From what I saw sitting in on physics and biology classes, the academics are rigorous. Unusual for an alternative school, the charter has advanced-placement courses. On the 2014 MCAS, 78 percent scored proficient or higher in English, while 63 percent were in that range in math, and 54 percent scored there in science and technology.
Anderson, a Brandeis graduate who was inspired by the four years she spent in South Central Los Angeles with Teach for America, said that when she first began discussing her Phoenix idea, the response was discouraging.
“Everyone said, ‘It’s going to fail, you bleeding-heart-liberal, you won’t get kids, you won’t get staff,’ ” she recalls.
Instead, the results have been strong enough that Jeff Riley, the Lawrence superintendent/receiver, asked Anderson to run an in-district high school there.

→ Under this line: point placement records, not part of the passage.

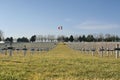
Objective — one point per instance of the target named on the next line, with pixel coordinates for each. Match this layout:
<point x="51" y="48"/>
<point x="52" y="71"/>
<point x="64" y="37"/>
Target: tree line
<point x="71" y="38"/>
<point x="90" y="38"/>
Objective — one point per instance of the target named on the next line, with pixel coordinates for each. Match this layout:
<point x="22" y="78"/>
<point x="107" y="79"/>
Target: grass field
<point x="61" y="63"/>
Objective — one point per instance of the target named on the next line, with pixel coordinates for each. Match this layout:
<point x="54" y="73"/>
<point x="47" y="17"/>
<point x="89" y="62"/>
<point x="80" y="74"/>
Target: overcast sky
<point x="42" y="17"/>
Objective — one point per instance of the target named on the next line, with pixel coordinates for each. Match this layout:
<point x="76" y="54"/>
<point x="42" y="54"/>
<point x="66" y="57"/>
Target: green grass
<point x="61" y="63"/>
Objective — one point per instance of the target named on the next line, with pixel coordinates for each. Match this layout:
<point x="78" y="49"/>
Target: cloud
<point x="94" y="25"/>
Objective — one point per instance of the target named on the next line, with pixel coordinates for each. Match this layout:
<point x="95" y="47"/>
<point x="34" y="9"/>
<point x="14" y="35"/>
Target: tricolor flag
<point x="60" y="28"/>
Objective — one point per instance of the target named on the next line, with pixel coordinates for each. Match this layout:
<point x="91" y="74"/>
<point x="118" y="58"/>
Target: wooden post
<point x="101" y="50"/>
<point x="25" y="50"/>
<point x="107" y="51"/>
<point x="117" y="51"/>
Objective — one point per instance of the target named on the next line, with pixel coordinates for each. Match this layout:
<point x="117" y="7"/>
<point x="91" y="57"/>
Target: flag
<point x="60" y="27"/>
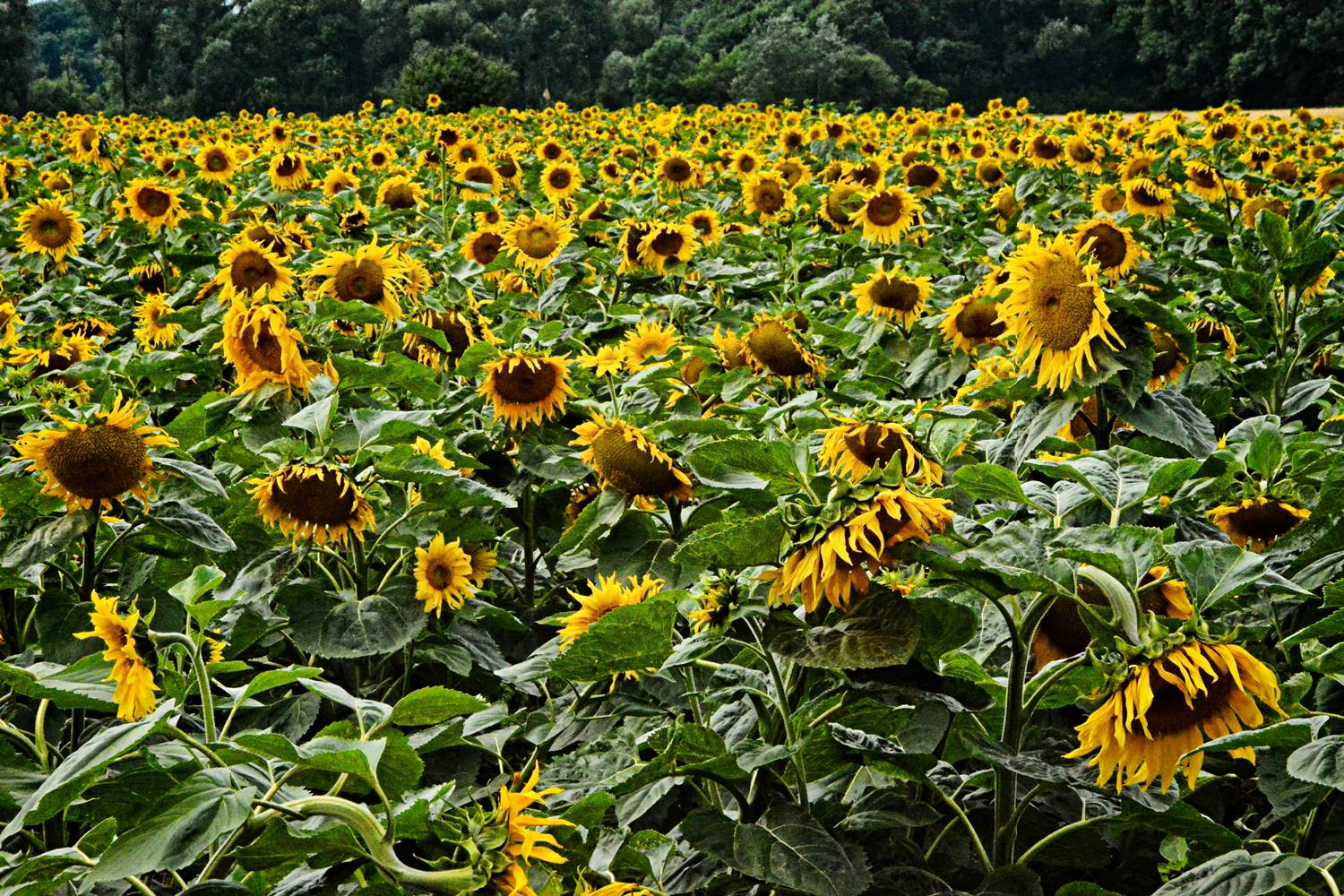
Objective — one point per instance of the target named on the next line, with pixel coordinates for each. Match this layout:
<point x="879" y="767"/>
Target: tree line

“They are working with some of our hardest to reach kids and doing a good job of getting them across the finish line,” says Riley. Last August, Phoenix opened a charter high school as part of Springfield’s school-improvement partnership.
Charter foes often level the (baseless) charge that charters try to cream the easiest-to-educate kids. Phoenix does exactly the opposite, catering to struggling students. At a time when several communities are bumping up against the charter school cap, this vital school underscores the value that charters add in Massachusetts.